Daydreams are fun, but our brains really need the nocturnal kind.
A column I wrote about sleep will appear in the Elk Grove Citizen on Wednesday, Aug. 26.
There is so much information by scientists, physicians and laymen about sleep. Why we need it, what happens if we don't get it and how to get more.
We all need different amounts of sleep and NO ONE is excluded from needing it. Even if you can pull an all-nighter by drinking three Red Bulls or a gallon of coffee, by the next night your body will need more sleep to make up for the missed hours.
I started writing my weekly column about sleep because, well, I was tired. But fortunately, as an adult, I can help myself to a cup or tea or coffee to perk up. Children on the other hand cannot.
The most fatigued I've ever been was in junior high school. I woke up about the same time I do now- 6 a.m. But I was a growing teen then. I had a full schedule of extra curricular activities and after school activities too. Of course, I had fewer responsibilities than I do now. And I still have a packed schedule. But I think that extra hour or two would really help growing young adults.

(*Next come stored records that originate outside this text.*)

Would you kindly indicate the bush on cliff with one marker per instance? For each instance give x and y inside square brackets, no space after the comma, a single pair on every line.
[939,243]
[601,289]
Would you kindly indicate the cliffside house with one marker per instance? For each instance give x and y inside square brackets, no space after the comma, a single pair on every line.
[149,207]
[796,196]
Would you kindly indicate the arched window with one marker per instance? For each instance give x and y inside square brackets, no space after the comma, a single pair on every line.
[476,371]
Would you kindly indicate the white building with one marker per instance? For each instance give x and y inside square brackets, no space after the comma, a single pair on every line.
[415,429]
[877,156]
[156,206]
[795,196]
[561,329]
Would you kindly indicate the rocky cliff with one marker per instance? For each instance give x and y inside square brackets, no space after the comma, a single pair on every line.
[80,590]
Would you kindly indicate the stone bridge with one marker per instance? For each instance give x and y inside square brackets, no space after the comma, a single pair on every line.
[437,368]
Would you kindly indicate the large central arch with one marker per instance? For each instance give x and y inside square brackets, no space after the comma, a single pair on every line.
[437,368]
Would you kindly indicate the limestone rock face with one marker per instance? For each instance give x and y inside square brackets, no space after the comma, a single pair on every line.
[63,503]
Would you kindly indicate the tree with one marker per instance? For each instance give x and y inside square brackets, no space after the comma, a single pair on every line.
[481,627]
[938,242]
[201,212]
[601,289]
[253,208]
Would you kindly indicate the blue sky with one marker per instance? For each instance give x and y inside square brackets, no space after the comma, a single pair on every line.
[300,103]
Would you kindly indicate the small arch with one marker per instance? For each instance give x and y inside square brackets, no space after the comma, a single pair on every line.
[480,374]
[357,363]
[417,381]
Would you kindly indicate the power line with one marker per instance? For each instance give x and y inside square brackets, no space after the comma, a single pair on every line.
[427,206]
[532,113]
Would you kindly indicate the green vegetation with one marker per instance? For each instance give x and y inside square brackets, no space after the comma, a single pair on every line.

A New York Times article titled “Snooze or Lose” focused on overscheduled, extremely ambitious children missing out on sleep. According to experts in the article, students now sleep one hour less than children did 30 years ago.
“It has been documented in a handful of major studies that children, from elementary school through high school, get about an hour less sleep each night than they did 30 years ago. While parents obsess over babies’ sleep, this concern falls off the priority list after preschool. Even kindergartners get 30 minutes less a night than they used to,” according to the article.
Stress may be part of the lack-of-sleep problems experienced by students, but I think schools start too early for many young kids.
I know this is so students’ schedules match-up with their parents’ work schedules. But ensuring students, especially children, get adequate sleep is essential to their success. “One study found that REM sleep affects learning of certain mental skills. People taught a skill and then deprived of non-REM sleep could recall what they had learned after sleeping, while people deprived of REM sleep could not,” according to the National Institute of Health Web site.